On the learning center’s first floor, a full-service café welcomes people from all the surrounding buildings. It opens onto a terrace and looks out over the building’s quadrangle, which abuts Tower Road.

Public Spaces

Places to socialize or simply to pause, Weill Hall’s public spaces invite people to take time to interact.

Weill Hall is the hub for life sciences on campus. Because of this central role, the building offers numerous bright and welcoming places for meeting and socializing. Every floor has space dedicated to this vital purpose.

Courtyards, terraces, and floor-to-ceiling windows create a near-seamless flow from inside to outside.

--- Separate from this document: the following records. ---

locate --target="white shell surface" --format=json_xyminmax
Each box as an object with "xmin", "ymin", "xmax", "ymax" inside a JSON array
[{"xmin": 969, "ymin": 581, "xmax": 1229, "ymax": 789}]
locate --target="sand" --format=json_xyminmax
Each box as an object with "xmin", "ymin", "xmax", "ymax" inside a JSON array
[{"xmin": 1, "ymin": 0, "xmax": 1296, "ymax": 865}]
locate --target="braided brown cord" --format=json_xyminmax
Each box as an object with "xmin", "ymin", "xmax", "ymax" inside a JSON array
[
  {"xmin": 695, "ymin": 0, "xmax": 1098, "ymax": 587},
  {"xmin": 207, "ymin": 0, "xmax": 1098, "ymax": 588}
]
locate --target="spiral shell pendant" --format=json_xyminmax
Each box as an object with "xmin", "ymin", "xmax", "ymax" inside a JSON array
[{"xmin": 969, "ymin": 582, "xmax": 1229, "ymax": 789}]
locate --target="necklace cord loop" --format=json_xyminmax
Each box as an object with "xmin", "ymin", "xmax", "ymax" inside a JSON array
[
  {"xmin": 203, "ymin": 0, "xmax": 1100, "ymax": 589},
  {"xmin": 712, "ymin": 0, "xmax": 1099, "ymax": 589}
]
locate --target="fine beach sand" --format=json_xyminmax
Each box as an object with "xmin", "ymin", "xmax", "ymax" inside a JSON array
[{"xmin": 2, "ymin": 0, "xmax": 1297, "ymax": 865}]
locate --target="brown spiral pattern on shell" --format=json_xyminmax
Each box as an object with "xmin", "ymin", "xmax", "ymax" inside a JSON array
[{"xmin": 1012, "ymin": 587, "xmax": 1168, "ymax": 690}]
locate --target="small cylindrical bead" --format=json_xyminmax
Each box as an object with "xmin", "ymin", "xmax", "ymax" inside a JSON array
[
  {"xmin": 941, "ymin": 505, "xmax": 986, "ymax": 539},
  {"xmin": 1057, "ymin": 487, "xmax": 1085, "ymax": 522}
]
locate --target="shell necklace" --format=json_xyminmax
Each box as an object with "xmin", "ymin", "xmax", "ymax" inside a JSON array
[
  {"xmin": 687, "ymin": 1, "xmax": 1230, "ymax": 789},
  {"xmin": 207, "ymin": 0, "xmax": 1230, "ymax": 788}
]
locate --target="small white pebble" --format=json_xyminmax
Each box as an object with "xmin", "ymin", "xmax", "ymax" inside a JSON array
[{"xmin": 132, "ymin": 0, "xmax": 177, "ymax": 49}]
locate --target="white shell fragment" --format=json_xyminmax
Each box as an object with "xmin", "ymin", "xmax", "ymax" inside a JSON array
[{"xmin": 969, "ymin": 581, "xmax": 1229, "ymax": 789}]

Anchoring every floor is a gallery-like central lounge that opens onto a dramatic 4-story atrium. From each floor’s cantilevered balcony lounge, building residents can look out onto the athletic fields to the east, as well as the rolling hills beyond campus.

On the learning center’s first floor, the full-service Synapsis Café welcomes people from all the surrounding buildings. Like a breezeway, the café opens onto Weill’s verdant South Quadrangle near Lynah Rink and onto the angular plaza that abuts Tower Road.

Complementing the labs, offices, and gathering spaces are numerous conference rooms and informal lounges. The conference rooms on the upper floors offer views of the Arts Quad and athletic fields, as well as the hills beyond campus.